A battery consists of several battery cells. A battery cell is a non-rechargeable energy storage device based on electrochemical conversion. It is called a primary cell, in contrast to rechargeable batteries, which are called secondary cells. A battery cell consists of two electrodes, the anode and the cathode, which are made of different materials and are in an electrolyte.
Such an element, in which two different materials are in one electrolyte and in which DC voltage is generated by electrochemical conversion, is called a galvanic element or galvanic battery cell. The anode of a galvanic battery cell is negatively charged, the cathode positively charged.
Electrochemical reactions take place at the interfaces between the two electrodes and the electrolyte, which can be measured as a voltage value between the electrodes. The voltage value depends on the electrode material and the electrochemical reaction and is called the electrochemical voltage series. Depending on the materials, voltage values between +2.9 V and -3.0 V can occur.

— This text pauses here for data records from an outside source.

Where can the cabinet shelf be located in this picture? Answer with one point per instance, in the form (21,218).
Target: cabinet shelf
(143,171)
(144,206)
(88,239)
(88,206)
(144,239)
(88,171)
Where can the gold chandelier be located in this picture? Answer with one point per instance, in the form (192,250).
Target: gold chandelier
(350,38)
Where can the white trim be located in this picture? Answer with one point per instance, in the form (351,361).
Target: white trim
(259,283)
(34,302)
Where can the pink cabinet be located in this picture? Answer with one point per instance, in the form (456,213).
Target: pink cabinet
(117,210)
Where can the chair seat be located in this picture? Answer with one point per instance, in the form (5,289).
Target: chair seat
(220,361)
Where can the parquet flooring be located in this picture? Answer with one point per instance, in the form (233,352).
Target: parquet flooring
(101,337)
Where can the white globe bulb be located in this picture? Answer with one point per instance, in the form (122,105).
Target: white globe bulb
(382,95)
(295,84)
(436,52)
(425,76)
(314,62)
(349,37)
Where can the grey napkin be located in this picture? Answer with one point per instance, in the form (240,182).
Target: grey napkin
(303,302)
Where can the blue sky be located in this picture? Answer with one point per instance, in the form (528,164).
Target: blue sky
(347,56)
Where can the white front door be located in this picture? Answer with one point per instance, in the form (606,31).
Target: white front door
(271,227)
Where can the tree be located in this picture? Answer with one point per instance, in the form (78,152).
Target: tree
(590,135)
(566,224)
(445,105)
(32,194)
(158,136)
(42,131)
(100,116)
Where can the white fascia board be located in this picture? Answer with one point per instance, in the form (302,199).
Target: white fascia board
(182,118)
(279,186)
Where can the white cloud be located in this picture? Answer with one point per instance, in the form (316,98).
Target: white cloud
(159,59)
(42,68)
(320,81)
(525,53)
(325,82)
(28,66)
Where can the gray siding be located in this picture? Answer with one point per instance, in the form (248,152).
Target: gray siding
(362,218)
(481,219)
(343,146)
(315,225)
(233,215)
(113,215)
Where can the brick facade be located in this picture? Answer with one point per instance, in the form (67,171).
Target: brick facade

Most batteries use zinc (Zn), carbon or manganese (Mn). Usually the negative electrode, the anode, is made of zinc and is in the form of a container into which the electrolyte and positive electrode are placed. Battery cells usually have a source voltage of 1.5 V. The positive electrode, the carbon electrode, often contains electrolytically produced manganese oxide in addition to manganese dioxide. Common batteries on the market are zinc-carbon batteries, zinc-air batteries, alkaline-manganese batteries( ZnMnO2), zinc-mercury oxide batteries, and lithium batteries. A few percent mercury (Hg) is added to the zinc electrodes to improve performance. Since the zinc cup partially dissolves during discharge, it is surrounded by a steel shell.
Parameters and characteristic values of batteries
Important parameters of batteries are the nominal voltage or open-circuit voltage, the battery capacity, given in ampere-hours( Ah), the internal resistance, the nominal load and the energy density as the ratio of capacity to weight.
In terms of design, a distinction is made between round batteries, which are all 1.5 V, flat batteries (4R61), which consist of three round batteries and are 4.5 V, 9 V block batteries (6R62) and button cells.
The environmental impact of batteries is described in the Battery Ordinance(BattV) in which the limits for pollutants and disposal are regulated. One of the most environmentally friendly batteries is the paper battery. It does not use chemical elements harmful to the environment and can be composted.